Eğer, ürününüz çorba gibi geleneksel bir ürün ise bunu, modern kalıplar içinde sunmak işe yaramayabilir. Tüketicinin geleneksel değerlerinin içerisine girebilmeli , geleneksel davranışlarıyla uyumlu hale getirmelisiniz.
Çorbanın tüketiciye hitap ettiği anlamı mutlaka yakalamalısınız.
İnsanlar çorbayı sıcak içer , kokusunu ve dumanını duymak ister… Bu noktalar tüketici ile çorba arasındaki algı bağıdır…tüketicinin ürünle bu noktalarda temasının mutlaka sağlanması gerekir ki ürün anlam kazanabilsin.
Knor , belirli merkezlerde “çorbacı” adında ufak kafeler açabilir. Burada, tüketicinin bu ürünle, bildiği yollardan teması sağlanır. Burada tüketici ürünü test eder; ürün, tüketici bilinçaltında anlam kazanır…
Bence, şu an knor, raflarda anlamını kaybediyor. Tüketiciyle bağ kuramıyor. Sirkülasyon az olduğu için tozlanan raflarda tüketiciyi kendisine daha çok itiyor.
Knor, için ramazan günleri bir fırsat olabilir. Çorba, ramazan günlerinde daha bir anlam kazanır. Knor, bu dönemleri iyi değerlendirerek tüketiciye dokunabilir. Ancak, knor ne yapıyor ? sürekli yeni çeşitlerini çıkartarak raflardaki bekleme süresini arttırıyor.
Her ürün, tüketiciye iş kitaplarında yazdığı gibi ulaştırılmaz. Bazen daha radikal yöntemler denemeniz, mutfağa girmeniz gerekir.
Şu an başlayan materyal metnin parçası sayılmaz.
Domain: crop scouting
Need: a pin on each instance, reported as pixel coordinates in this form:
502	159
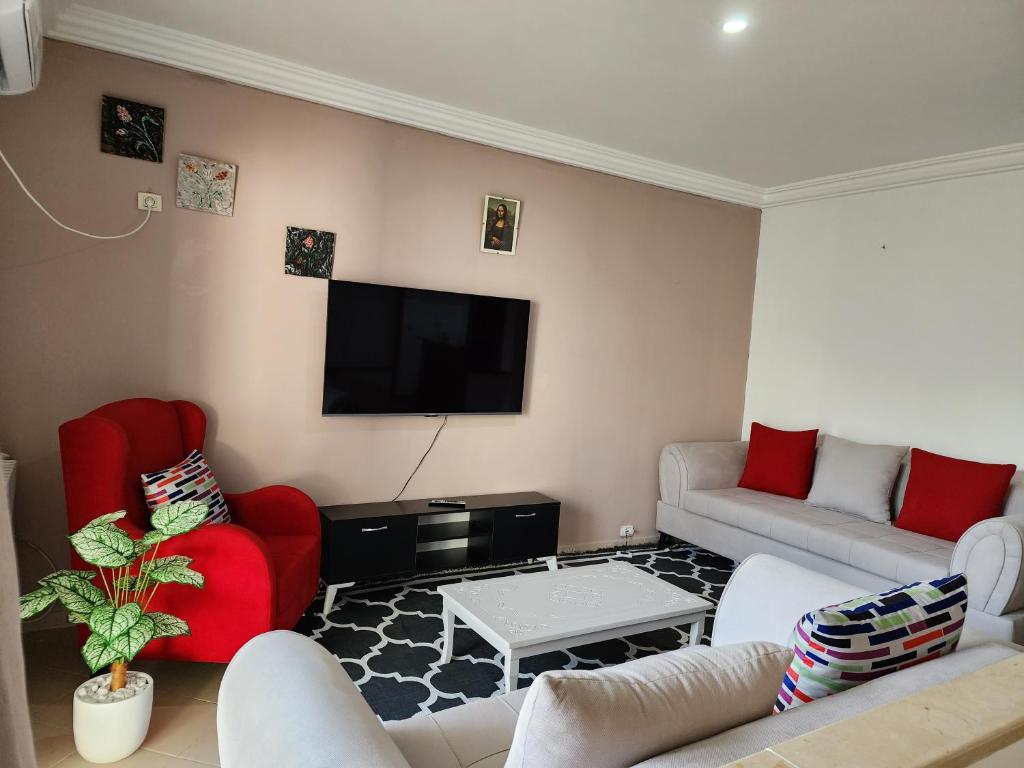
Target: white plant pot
108	731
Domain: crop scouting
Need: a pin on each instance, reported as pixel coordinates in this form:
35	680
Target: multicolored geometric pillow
189	480
845	645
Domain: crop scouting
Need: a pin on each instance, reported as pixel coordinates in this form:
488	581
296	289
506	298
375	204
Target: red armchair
262	569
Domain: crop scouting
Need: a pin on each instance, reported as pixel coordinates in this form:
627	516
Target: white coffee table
530	613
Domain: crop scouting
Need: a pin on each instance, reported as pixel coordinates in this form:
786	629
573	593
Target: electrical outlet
151	202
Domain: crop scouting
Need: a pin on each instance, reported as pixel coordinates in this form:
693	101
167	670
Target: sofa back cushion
779	462
945	497
855	478
617	716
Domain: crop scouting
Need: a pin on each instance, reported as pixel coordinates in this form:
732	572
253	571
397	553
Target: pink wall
640	323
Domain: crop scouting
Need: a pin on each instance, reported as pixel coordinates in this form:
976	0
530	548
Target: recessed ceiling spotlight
733	26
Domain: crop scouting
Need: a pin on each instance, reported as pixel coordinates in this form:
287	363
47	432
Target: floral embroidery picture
308	253
131	129
206	184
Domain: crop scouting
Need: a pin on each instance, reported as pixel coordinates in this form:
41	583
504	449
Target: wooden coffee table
530	613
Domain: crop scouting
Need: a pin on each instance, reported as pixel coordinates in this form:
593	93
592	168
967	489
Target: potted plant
112	712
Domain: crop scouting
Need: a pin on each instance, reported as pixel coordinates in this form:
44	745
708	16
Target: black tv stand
364	542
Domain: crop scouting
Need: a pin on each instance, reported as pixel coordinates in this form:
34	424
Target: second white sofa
285	700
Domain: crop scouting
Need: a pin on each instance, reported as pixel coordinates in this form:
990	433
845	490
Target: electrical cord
148	211
422	459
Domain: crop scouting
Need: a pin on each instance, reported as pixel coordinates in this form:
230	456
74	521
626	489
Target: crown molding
119	34
112	32
993	160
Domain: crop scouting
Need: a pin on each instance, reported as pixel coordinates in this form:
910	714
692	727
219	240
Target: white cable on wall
148	211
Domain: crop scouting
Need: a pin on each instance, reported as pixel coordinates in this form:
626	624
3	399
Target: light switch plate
151	202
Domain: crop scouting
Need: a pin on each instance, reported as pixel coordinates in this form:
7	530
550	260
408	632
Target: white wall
896	316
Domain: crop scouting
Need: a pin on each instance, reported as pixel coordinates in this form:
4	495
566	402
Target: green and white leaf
179	517
109	622
37	601
105	519
167	626
89	574
173	569
97	653
132	641
76	594
146	542
105	546
179	561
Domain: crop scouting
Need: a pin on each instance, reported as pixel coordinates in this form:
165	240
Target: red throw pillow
945	497
779	462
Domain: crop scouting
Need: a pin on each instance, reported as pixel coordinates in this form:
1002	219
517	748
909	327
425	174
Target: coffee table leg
332	594
511	671
449	619
696	632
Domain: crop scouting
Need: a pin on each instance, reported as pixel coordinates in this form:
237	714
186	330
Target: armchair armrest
274	510
698	466
990	555
286	700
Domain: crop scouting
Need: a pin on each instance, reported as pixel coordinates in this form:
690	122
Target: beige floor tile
184	728
53	748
Knor, markası bu radikalliği beceremediği için belirli bir tüketim oranında, bekar erkeklerin tercihi olarak kalmaya mahkum. Hatta, bu imaj üzerine yapıştıkça aileler için kolay ve özensiz gibi olumsuz imajlar eklenerek , ev hanımları için zamanla tercih nedeni olmayabilir.